Why is the interim GM program so useful for stores?
I think it is beneficial for the board to bring in an IGM, because it allows the board to concentrate on hiring a new general manager rather than worrying about the store. Also, while the IGM is there they can help get the store in better shape for a new general manager and correct any problems that might exist. They can make some improvements in the process. They can help train some staff. They can help hire some people. The board can forget about all that while they concentrate on looking for a new general manager.
What are the benefits of having an interim GM?
In our line of work, you never know what might pop up. When a board calls me or another Columinate consultant into a store, they will tell us what they think are the operational issues. You hear things like, “Well, it’s not that bad.” And to be honest, it’s never like you hear—it’s always worse. But once one of the IGM’s is there and on the floor, we can fix it quickly.
When I am hired to manage a store, I’m in the store every day until I leave. The staff knows that somebody is going to be in the store who can make all these decisions. They know that if a hard decision has to be made, they won’t have to be the one to take that on. They have someone there to support them.
What keeps stores from bringing in a professional interim general manager?
I believe a lot of boards look at the price tag, and they aren’t sure it is worth the investment to bring in an IGM. And if I was on the board, I would look at that too. I understand that completely. But the way I’ll look at it, when I go into a store, my first goal is to make significant enough improvements—either on labor savings, increased sales, or in purchasing savings—to pay for my IGM salary. I always find that it’s easy to do.
I’ve been an interim general manager at 22 stores in 12 states in the past 10 years, and nearly every board I’ve worked with has told me that they didn’t know what good management was until I arrived as interim general manager. My whole job is to do everything I can to make a store succeed.
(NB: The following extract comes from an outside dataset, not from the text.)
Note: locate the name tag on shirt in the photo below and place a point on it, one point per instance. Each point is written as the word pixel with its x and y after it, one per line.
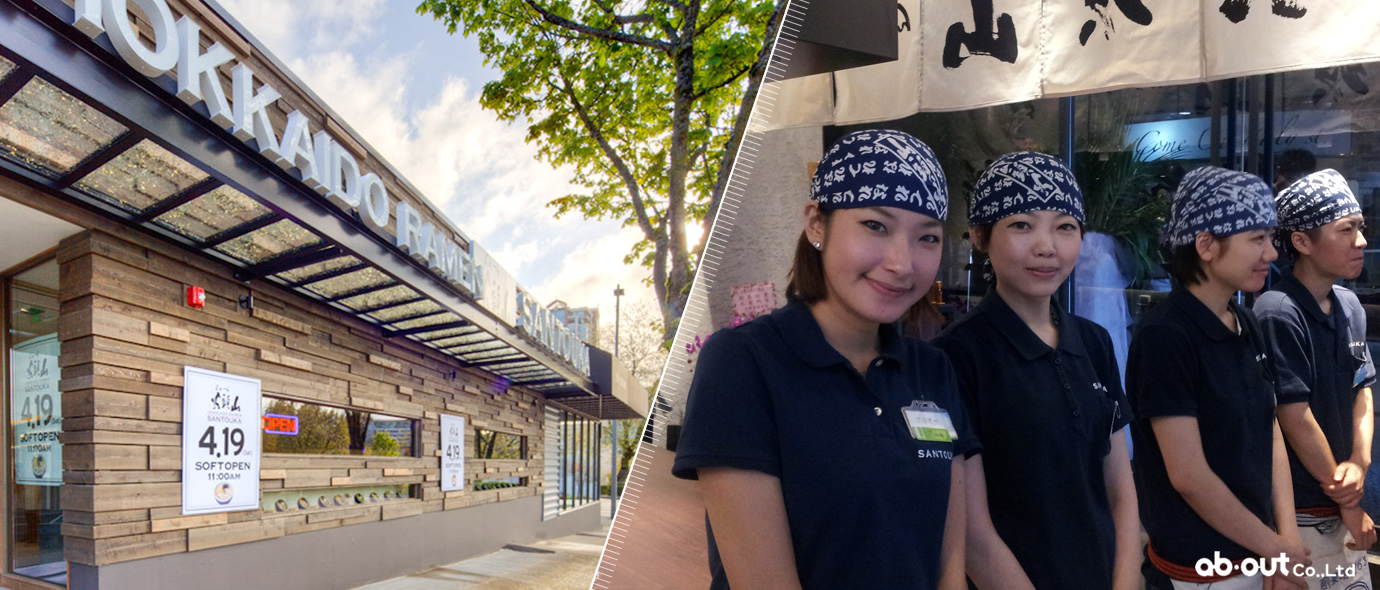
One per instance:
pixel 929 422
To understand why the board felt now was the right time to bring in a professional interim general manager, we spoke to Jess Mazure, board chair at Good Tern Natural Foods Co-op.
Why did you bring in an IGM, and why was Garland the right choice?
After many years of turn-over in the general manager role, the Good Tern board of directors recognized the need to try a different approach after the resignation of our co-managers during the pandemic. Garland McQueen was able to be onsite within weeks of us reaching out to Columinate. Garland quickly took stock of the operations to understand the most urgent business needs. He was in the store seven days a week if that’s what the business needed. Having Garland in place gave the board time to search for the right permanent GM.”
Following the conclusion of Garland’s IGM contract with Good Tern, the co-op hired a permanent general manager, with whom Garland stays in contact. Garland has moved on to his next contract and is currently serving as interim general manager at Three Rivers Market in Knoxville, Tennessee.